Blame for the financial crisis and the near collapse of American International Group should reflect “the substantial evidence of fundamental failures in U.S. and foreign regulation of commercial banking, thrift lending, and investment banking,” according to a new report that analyzes the role of AIG and the insurance sector in the financial crisis of 2008-2009.
The report notes that AIG’s problems were heavily influenced by its credit default swap portfolio, which was assembled by a non-insurance AIG subsidiary that was not subject to insurance regulation.
The report, “The Financial Crisis, Systemic Risk, and the Future of Insurance Regulation,” was written by Scott Harrington, professor of insurance and risk management at the University of Pennsylvania’s Wharton School, and published by the National Association of Mutual Insurance Companies (NAMIC).
Harrington calls AIG an “anomaly” in an insurance sector that “was largely on the periphery of the financial crisis.” The financial crisis and the government’s rescue of AIG “do not strengthen arguments for either optional or mandatory federal regulation of insurance,” Harrington writes.
Nor, he adds, do these events justify creation of a systemic risk regulator with authority over insurers and non-bank institutions that are designated as “systemically significant.”
Compared to banking, systemic risk is relatively low in insurance markets, especially for property/casualty insurance, according to Harrington, because insurers hold greater amounts of capital in relation to their liabilities.

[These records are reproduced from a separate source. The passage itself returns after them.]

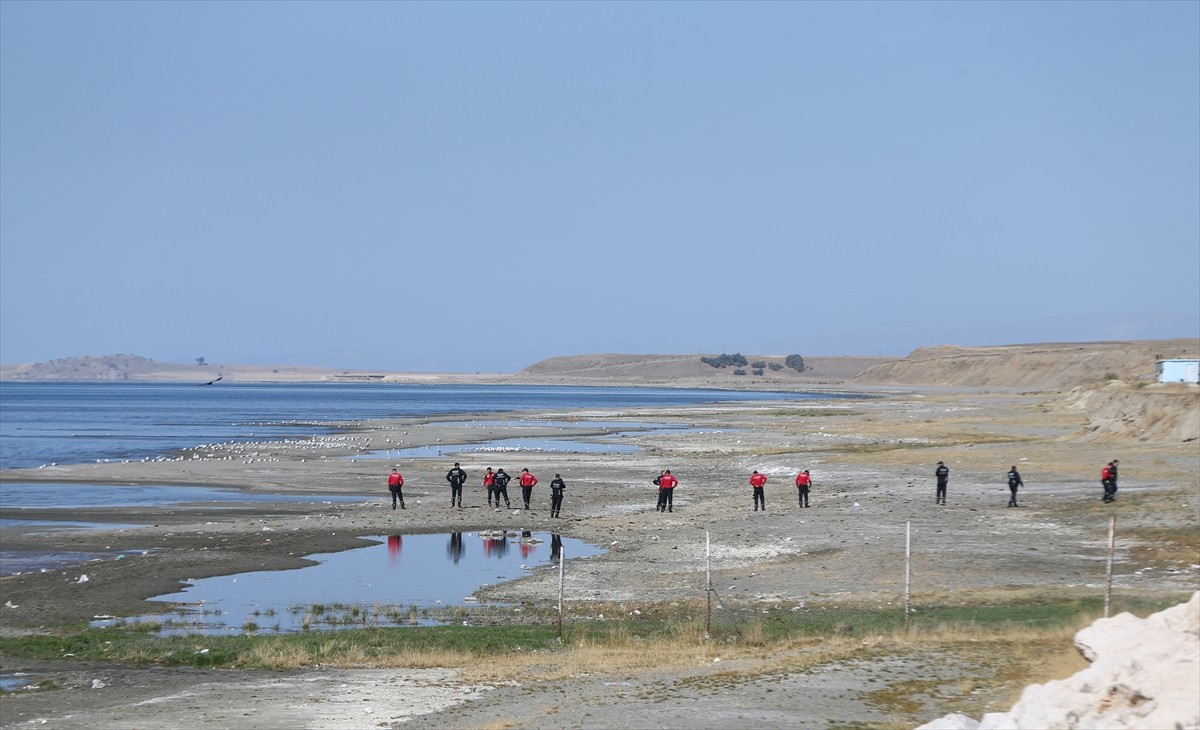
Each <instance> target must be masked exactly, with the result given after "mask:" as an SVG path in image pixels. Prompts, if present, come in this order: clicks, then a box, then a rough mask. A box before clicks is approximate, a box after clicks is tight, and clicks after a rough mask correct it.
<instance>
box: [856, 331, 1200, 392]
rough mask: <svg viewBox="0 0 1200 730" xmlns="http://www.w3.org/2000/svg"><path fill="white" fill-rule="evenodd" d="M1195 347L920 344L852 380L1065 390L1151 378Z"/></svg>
mask: <svg viewBox="0 0 1200 730" xmlns="http://www.w3.org/2000/svg"><path fill="white" fill-rule="evenodd" d="M1198 352H1200V340H1198V339H1180V340H1146V341H1130V342H1061V343H1043V345H1006V346H1001V347H952V346H941V347H923V348H920V349H916V351H913V352H912V353H911V354H910V355H908V357H907V358H904V359H902V360H892V361H889V363H881V364H878V365H875V366H872V367H870V369H868V370H866V371H865V372H863V373H862V375H859V376H858V377H856V378H854V379H853V381H852V382H853V383H856V384H872V385H942V387H970V388H985V387H995V388H1027V389H1031V390H1069V389H1072V388H1075V387H1076V385H1086V384H1088V383H1100V382H1105V381H1110V379H1121V381H1127V382H1146V381H1153V379H1154V365H1156V361H1157V360H1159V359H1163V358H1180V357H1192V358H1194V357H1196V353H1198Z"/></svg>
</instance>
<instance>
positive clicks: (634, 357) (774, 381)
mask: <svg viewBox="0 0 1200 730" xmlns="http://www.w3.org/2000/svg"><path fill="white" fill-rule="evenodd" d="M702 357H716V355H715V354H712V355H700V354H689V355H665V354H641V355H636V354H588V355H565V357H558V358H548V359H545V360H541V361H538V363H534V364H533V365H530V366H528V367H526V369H524V370H521V371H520V372H517V373H516V375H515V376H512V377H511V378H510V379H511V381H514V382H540V383H593V384H604V385H614V384H635V383H636V384H671V385H690V387H707V388H739V387H740V388H769V387H776V385H798V384H835V383H841V382H845V381H848V379H851V378H853V377H854V376H857V375H859V373H860V372H863V371H864V370H866V369H868V367H870V366H872V365H876V364H880V363H886V361H888V360H889V358H865V357H826V355H812V357H804V365H805V369H804V372H797V371H796V370H792V369H791V367H787V366H785V365H784V360H785V357H786V355H745V358H746V360H749V363H750V364H748V365H746V366H744V367H740V370H742V371H744V372H743V373H742V375H738V373H737V371H738V370H739V369H738V367H734V366H726V367H713V366H712V365H708V364H707V363H703V361H702V360H701V358H702ZM755 363H763V364H764V365H766V367H763V369H762V371H763V372H762V375H755V373H754V370H755V369H754V367H752V365H754V364H755ZM772 365H774V366H775V367H774V369H773V367H772Z"/></svg>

This reduces their vulnerability to shocks in the economy.
But the creation of a systemic risk regulator, which is under consideration in Washington, “would very likely undermine market discipline and protect even more institutions, investors, and consumers from the downside of risky behavior.”
The report questions whether the AIG crisis would have been averted if federal insurance regulation been in place before the onset of the financial crisis. Noting that federal regulators failed to anticipate or prevent the implosion of Citibank, Bank of America, and other bank and investment bank holding companies, Harrington concludes that “it’s just as likely or more likely that federal regulation of large insurers would have further increased risk.”